Archival pruning—every few months I prune irrelevant notes and archive or delete them.
Offline backups and versioning—so I always have a fallback.
Switch to “focus mode” when working in digital mode to reduce distractions (turn off notifications, block apps).
This keeps the digital side clean, navigable, and usable—not a dumping ground.
The App I Use for Digital Notes
As I mentioned, Obsidian is my primary digital note app. But depending on your needs, alternatives could include:
Roam Research
Logseq
Notion (though more structured, less ideal for free-form networked notes)
Simplenote, Bear, etc.
In Obsidian, I use a few key plugins:
Daily notes / calendar
Tag pane / backlinks
Graph view
Templates for standard note structures
Sync plugin (or external sync)
The strength is in how notes relate—not just storing them.
Why Analog Notes Still Matter (and My Setup)
Despite all the advantages of digital, analog (pen + paper) has irreplaceable benefits:
Speed & immediacy—when an idea flashes, I can scribble it down without unlocking device, formatting, etc.
Freedom & creativity—drawing, freehand diagrams, and mind maps flow more naturally on paper.
Better retention—research suggests handwriting engages parts of the brain more deeply, aiding memory.
No distractions—no notifications, no temptation to open tabs.
Physicality helps thinking—flipping pages, the tactile feel, and the visible stack remind you of what’s pending.
My analog setup:
A pocket-sized notebook (folio/dot grid)
A reliable pen (gel, roller, whatever feels smooth)
A main journal or “thinking notebook”—larger size (A5) where I free journal, brainstorm, sketch, do raw thinking
Sometimes index cards for discrete ideas or slips
How I use analog vs. digital:
Quick capture, brain-dumps, thinking-out-loud → analog
Later, I decide what to rewrite/process into digital (if needed)
If analog notes become important (ideas, quotes), I key them into digital, link them, and archive analog pages.
Thus analog is my frontline capture tool, and digital is my structured archive.
Why I Always Carry a Pocket Notebook
I never leave home without a pocket notebook, for these reasons:
Unplanned ideas happen—the best idea often strikes on the move.
Low-friction capture—no boot-up, no app loading, just pen-to-paper.
Backup when devices fail—battery dies, internet is gone—analog always works.

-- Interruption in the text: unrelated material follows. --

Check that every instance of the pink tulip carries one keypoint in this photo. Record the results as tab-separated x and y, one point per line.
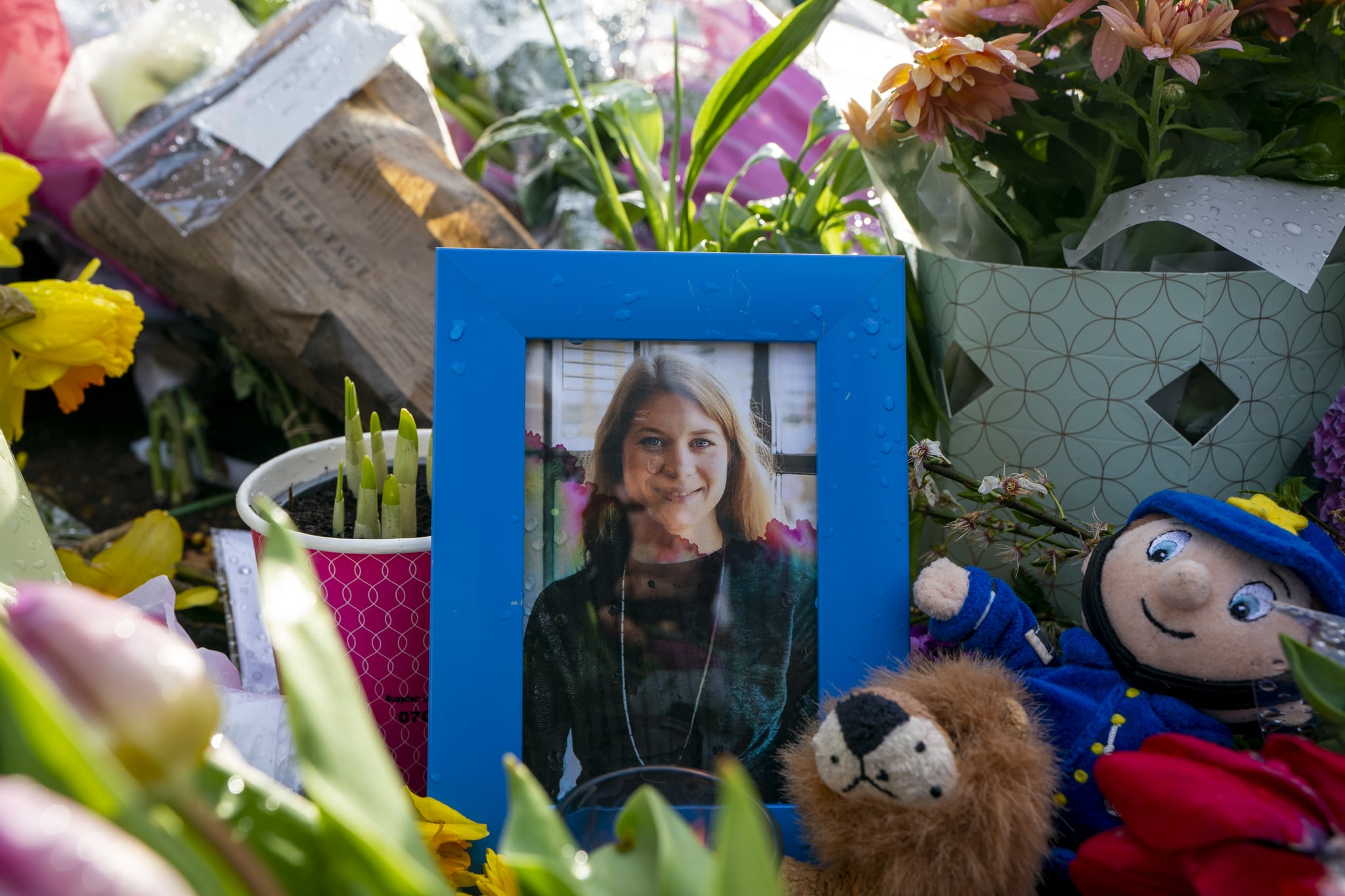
51	845
144	688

Anchoring habit—carrying the notebook reminds me to capture.
Physical context helps memory—when you flip through a small pocket notebook, tactile cues help you recall what was there.
Over time, that pocket notebook becomes a precious log of micro-moments, prompts, sketches, and “first drafts” of ideas.
Closing Thoughts & Tips
The best system is the one you stick with—don’t agonize over perfection.
Keep a clear boundary between what goes to analog and what goes to digital.
Use a review habit (daily/weekly) to move, trim, link, or discard.
Let your system evolve—revisit it every few months.
Be kind to yourself: you’ll sometimes skip processing, or your analog pages may pile up. The structure is there to help, not constrain.
With this two-part second brain system, I strike a balance: the agility and immediacy of analog, plus the structure, searchability, and longevity of digital. Over time, I’ve come to trust the system itself so that I don’t worry about forgetting—I just capture and trust I’ll find it when I need it.